Fig 6. Effect of 2DG treatment on cellular signaling pathways in vivo.

Measurements of phosphorylation levels of (A) AMPK, (B) ERK, (C) S6K, and (D) Akt using Western blot analysis in the kidneys of 10 week old +/+ and Cy/+ rats following 5-week treatment with 2DG or vehicle.

Fig 7. Effect of selected inhibitors on the glycolysis pathway in vitro.

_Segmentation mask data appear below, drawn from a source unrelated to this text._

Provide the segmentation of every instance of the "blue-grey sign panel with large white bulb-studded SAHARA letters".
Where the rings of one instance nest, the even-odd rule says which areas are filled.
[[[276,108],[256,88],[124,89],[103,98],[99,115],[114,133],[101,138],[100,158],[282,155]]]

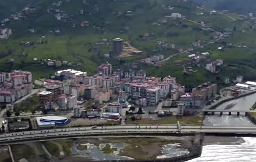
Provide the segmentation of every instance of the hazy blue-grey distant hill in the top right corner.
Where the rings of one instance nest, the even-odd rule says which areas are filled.
[[[230,12],[247,14],[248,12],[256,15],[255,0],[192,0],[200,6],[214,8],[217,10],[229,10]]]

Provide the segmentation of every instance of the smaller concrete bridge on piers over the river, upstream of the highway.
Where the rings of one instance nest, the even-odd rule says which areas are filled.
[[[247,116],[247,113],[249,112],[256,112],[256,111],[250,111],[250,110],[216,110],[216,109],[205,109],[204,115],[223,115],[223,113],[227,113],[228,115],[232,115],[232,113],[236,113],[237,116],[240,115],[240,113],[245,113],[245,116]]]

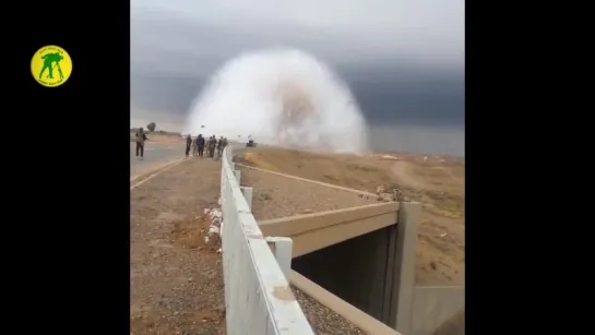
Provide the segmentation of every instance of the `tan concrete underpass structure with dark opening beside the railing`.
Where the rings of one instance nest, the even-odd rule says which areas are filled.
[[[295,272],[402,334],[430,335],[464,308],[464,287],[415,286],[419,205],[401,202],[394,208],[398,213],[392,217],[384,217],[384,211],[394,210],[390,204],[382,204],[259,224],[265,234],[293,239]],[[372,218],[394,224],[338,238],[347,236],[347,227],[357,222],[373,226]],[[331,228],[333,232],[325,236],[323,231]],[[302,236],[307,238],[300,238]],[[321,243],[321,239],[331,242]],[[310,244],[323,247],[308,248]],[[312,292],[314,299],[323,295],[320,290]],[[460,314],[464,321],[464,313]],[[455,323],[461,322],[450,322]],[[447,328],[452,332],[455,327]]]

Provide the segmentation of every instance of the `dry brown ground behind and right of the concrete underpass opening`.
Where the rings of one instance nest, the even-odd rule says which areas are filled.
[[[418,227],[417,284],[464,285],[464,159],[398,153],[386,155],[390,156],[383,157],[382,154],[366,157],[321,155],[258,147],[248,151],[241,160],[263,169],[369,192],[376,192],[379,186],[389,190],[400,189],[405,196],[423,204],[421,220]],[[278,181],[279,177],[274,175],[269,175],[270,177],[257,176],[245,171],[242,174],[248,174],[248,178],[254,178],[262,188],[259,191],[259,184],[254,186],[257,213],[259,202],[262,202],[261,198],[264,196],[262,194],[270,194],[270,200],[275,200],[281,194],[291,199],[312,200],[309,204],[297,205],[296,212],[302,211],[302,207],[314,210],[314,206],[329,205],[321,204],[323,200],[317,201],[314,194],[319,192],[318,190],[299,189],[288,192],[288,187],[284,187]],[[278,192],[275,189],[278,189]],[[259,192],[261,194],[258,194]],[[275,196],[276,193],[278,196]],[[335,198],[334,201],[337,199]],[[347,207],[354,204],[348,200],[345,204],[333,204],[332,206]],[[278,211],[286,213],[285,215],[291,212],[289,207]]]

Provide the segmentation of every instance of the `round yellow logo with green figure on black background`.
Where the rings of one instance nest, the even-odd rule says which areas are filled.
[[[31,59],[31,74],[46,87],[62,85],[71,73],[72,59],[67,50],[58,46],[45,46]]]

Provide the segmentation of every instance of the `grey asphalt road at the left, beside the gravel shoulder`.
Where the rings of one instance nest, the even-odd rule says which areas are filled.
[[[130,143],[130,177],[146,172],[185,155],[186,144],[183,143],[151,143],[144,144],[144,158],[141,160],[135,156],[136,144]]]

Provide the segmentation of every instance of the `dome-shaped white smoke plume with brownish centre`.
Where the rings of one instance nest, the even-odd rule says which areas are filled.
[[[366,120],[347,85],[295,49],[252,51],[226,62],[194,100],[188,131],[286,147],[368,151]]]

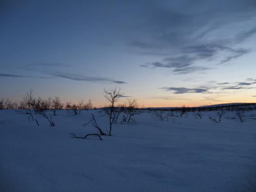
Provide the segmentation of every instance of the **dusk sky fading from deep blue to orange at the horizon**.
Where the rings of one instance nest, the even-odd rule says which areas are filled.
[[[256,102],[255,0],[2,0],[0,98]]]

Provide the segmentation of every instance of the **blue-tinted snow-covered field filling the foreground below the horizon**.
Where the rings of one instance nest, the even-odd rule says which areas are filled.
[[[48,112],[52,114],[52,112]],[[255,192],[256,111],[246,122],[227,119],[136,116],[137,124],[112,126],[112,136],[70,138],[97,133],[94,114],[106,132],[109,121],[97,110],[69,116],[65,110],[47,119],[1,110],[0,192]],[[171,121],[170,121],[171,120]]]

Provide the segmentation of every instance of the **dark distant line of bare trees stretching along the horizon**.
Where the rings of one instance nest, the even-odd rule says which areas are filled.
[[[53,110],[55,115],[56,110],[71,110],[75,114],[81,112],[81,110],[88,110],[93,108],[92,101],[89,100],[87,103],[84,103],[83,100],[80,100],[78,104],[70,102],[66,102],[63,104],[59,97],[55,96],[55,98],[49,97],[48,99],[42,99],[40,96],[35,98],[32,95],[33,89],[30,89],[29,92],[26,93],[26,96],[23,97],[23,100],[19,102],[12,103],[9,99],[0,99],[0,110],[1,109],[28,109],[33,110],[34,113],[42,112],[44,110]],[[130,101],[129,101],[130,102]],[[128,103],[129,103],[128,102]],[[134,102],[134,101],[133,101]],[[137,104],[137,102],[136,102]],[[131,104],[130,104],[131,105]],[[137,104],[138,105],[138,104]],[[124,110],[125,106],[119,105],[121,111]],[[143,106],[133,106],[133,108],[140,108],[140,110],[144,112],[151,112],[153,110],[162,110],[162,111],[183,111],[183,112],[206,112],[206,111],[232,111],[234,108],[240,108],[242,110],[256,110],[256,103],[235,103],[235,104],[220,104],[214,106],[201,106],[201,107],[186,107],[182,105],[181,107],[172,107],[172,108],[141,108]],[[101,107],[102,108],[102,107]],[[97,109],[94,107],[94,109]]]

Real-time quantitative PCR analysis of the genes coding for glycolytic enzymes (A) Hk1, (B) Hk2, and (C) Pkm2 in primary cell cultures of human ADPKD cells following incubation with rapamycin (50 nM) or metformin (2 mM). (D) Lactate production in the supernatant of NHK and ADPKD cells, and response to inhibitors.

Fig 8. Schematic diagram showing the interplay of various signaling pathways involved in the regulation of glycolysis in polycystic kidney disease.